You exhibited your artwork: Now what?

With the Grenada Arts Council Exhibit assisted by students from St. George’s University on April 1st, many local artists showed for the first time alongside seasoned artists. Exhibiting your work can be intimidating and after getting through your first or fiftieth exhibit, you may be asking yourself, “What do I do now?”. While I have shown my work internationally, I have also been involved in 42 exhibits in Grenada, not counting community events or art markets. Here are some of my insights:

Remember that every exhibit is an opportunity

You might be disappointed if you didn’t get sales or if you didn’t get the feedback you wanted but remember that every time you show your work you are growing.
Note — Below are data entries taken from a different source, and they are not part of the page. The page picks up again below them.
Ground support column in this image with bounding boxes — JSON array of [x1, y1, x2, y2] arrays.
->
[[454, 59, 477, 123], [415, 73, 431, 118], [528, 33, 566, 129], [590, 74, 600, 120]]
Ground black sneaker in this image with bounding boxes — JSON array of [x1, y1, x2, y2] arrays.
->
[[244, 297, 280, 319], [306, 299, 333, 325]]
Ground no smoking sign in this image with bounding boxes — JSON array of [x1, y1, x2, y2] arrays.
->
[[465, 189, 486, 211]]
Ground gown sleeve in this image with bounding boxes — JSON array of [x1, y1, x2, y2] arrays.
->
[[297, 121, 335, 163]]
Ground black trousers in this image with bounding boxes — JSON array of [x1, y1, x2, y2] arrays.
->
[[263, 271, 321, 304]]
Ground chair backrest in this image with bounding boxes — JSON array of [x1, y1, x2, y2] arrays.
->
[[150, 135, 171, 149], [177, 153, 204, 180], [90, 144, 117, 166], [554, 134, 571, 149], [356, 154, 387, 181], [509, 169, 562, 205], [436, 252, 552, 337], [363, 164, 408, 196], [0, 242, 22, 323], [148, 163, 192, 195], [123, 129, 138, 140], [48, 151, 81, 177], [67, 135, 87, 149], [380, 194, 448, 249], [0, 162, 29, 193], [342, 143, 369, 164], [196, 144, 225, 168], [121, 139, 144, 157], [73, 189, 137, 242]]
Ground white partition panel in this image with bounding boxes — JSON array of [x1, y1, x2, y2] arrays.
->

  • There may be people that add your work to their visual palette and remember you for the future.
  • By showing consistently you are letting your audience know that you are serious and committed to being an artist.
  • You may realize things you particularly like or don’t like when you see your work up with others which can fuel your ideas and motivation for future work.

Update your CV

Every artist who is serious about being taken seriously in the art world needs to have a bio, an artist statement, and a CV (curriculum vitae) which is a record of your exhibition history. You can see mine as an example here. Your CV at times can be more valuable than which pieces you showed at which exhibit. It shows consistency and range. While your bio and statement remain more or less the same over years, you need to constantly update the living document which is your CV. If you showed at the Arts Council Pop-up exhibit, this is how you would enter it into your CV:

2017, Grenada Arts Council Annual Pop-up Exhibit, Spiceland Mall, Morne Rouge, Grenada.

This entry shows when and where it happened. Luckily for us as artists there is no valuation of each show in your CV whether it was a “success” or not. You simply have to show that you were there with your work. On my CV, I have shown at the annual every year since 1994 and so I just summarized it in an entry:

1994 – 2017, Grenada Arts Council Annual Exhibit, St. George’s, Grenada.

I did this so someone doesn’t get the impression that I am trying to inflate the length of my CV with these annual exhibits but also to show that I’ve been working and showing art in this specific place for 23 years.

Share your photos/experience!

Share images you took of yourself with your work, share conversations you had with other artists, share images of things that happened at the exhibit. You want to 1.) Make people wish they had come to see you in person and 2.) Further document your own experience to build off of. Sometimes we need to remind ourselves that art can be fun and enjoyable when we’re bogged down during a creative block or when problem solving. This also gives the opportunity for someone who appreciates your work to connect with you on a personal level which Amanda Palmer talks about as being crucial in developing your audience.

Start making work again!

There is something that happens after concentrated stimulating times and it happens with art and exhibits too. I call it the art hangover. We go through a trough or low after having highly stimulating experiences and sometimes we have to discipline ourselves to get back to work. We potentially have a greater capacity for working again after having input from people viewing your work, from conversations with other artists or the ephemeral ways ideas can come to you if you put yourself in the right situation and state of mind. Whether this is encouraging or daunting, you should try to have a few exhibits to put on your CV every year and by always working, you are always ready to respond to calls and show your work.

We are all better when we bring each other up and it is valuable to work in community. We look forward to seeing all of our local and locally residing artists develop and grow!